Sommige soorten mosselen

Zoals gezegd is er een grote diversiteit aan mosselsoorten die de planeet bewonen. De volgende lijst bevat enkele van de bekendste exemplaren:

  • Gouden schelpdier (Tapes aureus). De naam komt van de gouden tinten van de schelp.
  • Japanse tweekleppige schelpdier (Ruditapes philippinarum): er zijn kolonies aan de Engelse en Franse kusten, hoewel de aanwezigheid zich ook heeft verspreid naar Italië en Spanje. Het belangrijkste kenmerk zijn de goed gedefinieerde lijnen; de tonaliteit van deze variant schommelt tussen zwart en grijs en bruin.
  • Franse mossel: onderscheidt zich door zijn donkere kleur. Het leefgebied ontwikkelt zich meestal in La Vendée, Normandië en Bretagne.
  • Naaktslak (Venerupis pullastra): herkenbaar aan zijn broze schelpen.
  • IJslandse tweekleppige schelpdieren (Arctica islandica): ze staan bekend om hun exemplaren van wel 200 jaar oud. Deze soort kan aan het einde van zijn leven erg groot worden.
  • Rogue clam (Tapes rhomboideus): roodachtige tinten, gekenmerkt door zigzaggende lijnen aan de buitenkant.
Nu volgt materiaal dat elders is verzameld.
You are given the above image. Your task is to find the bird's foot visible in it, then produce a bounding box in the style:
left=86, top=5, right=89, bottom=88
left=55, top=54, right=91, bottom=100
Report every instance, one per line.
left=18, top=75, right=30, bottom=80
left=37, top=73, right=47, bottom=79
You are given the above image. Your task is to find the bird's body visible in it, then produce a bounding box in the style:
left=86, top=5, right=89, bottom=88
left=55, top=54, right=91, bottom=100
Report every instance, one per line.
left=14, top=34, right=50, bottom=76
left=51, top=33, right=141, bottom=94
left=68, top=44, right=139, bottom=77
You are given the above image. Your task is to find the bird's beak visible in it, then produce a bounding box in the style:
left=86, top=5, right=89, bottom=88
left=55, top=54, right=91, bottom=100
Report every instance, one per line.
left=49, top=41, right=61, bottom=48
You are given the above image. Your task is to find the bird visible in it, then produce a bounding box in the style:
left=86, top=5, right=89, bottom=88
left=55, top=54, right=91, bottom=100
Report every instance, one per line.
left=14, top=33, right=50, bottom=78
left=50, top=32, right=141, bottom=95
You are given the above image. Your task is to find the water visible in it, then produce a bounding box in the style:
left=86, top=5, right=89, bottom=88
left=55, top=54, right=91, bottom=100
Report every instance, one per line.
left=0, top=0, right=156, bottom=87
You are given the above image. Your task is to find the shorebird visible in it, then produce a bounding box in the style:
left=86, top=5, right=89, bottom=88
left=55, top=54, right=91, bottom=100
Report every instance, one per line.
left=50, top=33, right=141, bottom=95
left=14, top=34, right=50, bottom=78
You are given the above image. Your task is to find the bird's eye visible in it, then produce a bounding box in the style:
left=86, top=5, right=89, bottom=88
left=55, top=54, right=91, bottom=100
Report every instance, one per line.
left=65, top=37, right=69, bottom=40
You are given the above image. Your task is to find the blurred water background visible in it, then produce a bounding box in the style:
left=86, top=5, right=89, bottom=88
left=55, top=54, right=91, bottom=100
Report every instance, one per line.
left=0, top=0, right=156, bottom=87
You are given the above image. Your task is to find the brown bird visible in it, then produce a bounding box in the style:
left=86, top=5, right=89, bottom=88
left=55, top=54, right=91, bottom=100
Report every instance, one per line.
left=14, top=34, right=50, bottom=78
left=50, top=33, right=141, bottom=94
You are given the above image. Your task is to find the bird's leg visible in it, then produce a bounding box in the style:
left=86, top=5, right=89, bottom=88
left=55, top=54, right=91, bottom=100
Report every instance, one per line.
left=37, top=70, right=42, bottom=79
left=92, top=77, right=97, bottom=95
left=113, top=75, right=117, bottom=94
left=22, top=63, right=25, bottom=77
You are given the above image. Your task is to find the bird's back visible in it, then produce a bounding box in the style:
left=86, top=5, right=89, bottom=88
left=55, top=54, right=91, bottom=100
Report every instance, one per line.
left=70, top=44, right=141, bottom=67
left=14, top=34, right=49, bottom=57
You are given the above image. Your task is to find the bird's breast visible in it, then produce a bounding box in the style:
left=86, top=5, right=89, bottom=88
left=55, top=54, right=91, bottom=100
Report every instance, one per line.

Het leven van de schelp: leefgebied, voeding, voortplanting

Clams leven verborgen in de zandbodem van zeeën en oceanen; de manier om veilig te blijven voor roofdieren is door je onder het zand te verstoppen. In het geval van de kokkels of de fijne kokkels zijn ze te vinden in het Engelse Kanaal, de Atlantische kust en, in mindere mate, de Middellandse Zee.

Het voedsel van kokkels is marien plankton. Om het in te nemen, hebben ze een systeem dat lijkt op een sifon; dankzij dit 'apparaat' kunnen ze veilig blijven onder 30 centimeter zand als de zee naar beneden gaat.

Het leven van de schelp is in het begin erg kwetsbaar. Deze weekdieren bevruchten extern. Zodra de eieren zijn bevrucht, wordt de larve geproduceerd; de jongen trekken weg van de familieboezem, meegesleurd door de stroming. Met een afmeting van amper een kwart millimeter is de larve klaar om zich op de bodem van de zee te begraven.

Daar, onder het zand, begint de larve aan een langzame en continue metamorfose; het eerste dat de larve zal verliezen, is het orgaan waarmee hij in de stroming gleed. Later zal het kieuwen en kleppen ontwikkelen, die zullen muteren totdat ze schelpen worden.

Voedingseigenschappen van kokkels

Een van de voedingskwaliteiten van kokkels is hun lage vetgeh alte, veel minder dan andere schaaldieren. Slechts 0,5 tot 2% van je lichaam bevat vet, hoewel het wel een interessante hoeveelheid vitamines bevat, vooral B3 en A. Deze vitamines dienen respectievelijk als energiebron en weefselherstel.

Aan de andere kant zijn kokkels rijk aan fosfor en ijzer, zink en selenium. Daarnaast hebben ze nog andere voordelen zoals kalium, retinol en foliumzuur. Momenteel komen de meeste kokkels voor menselijke consumptie uit broederijen.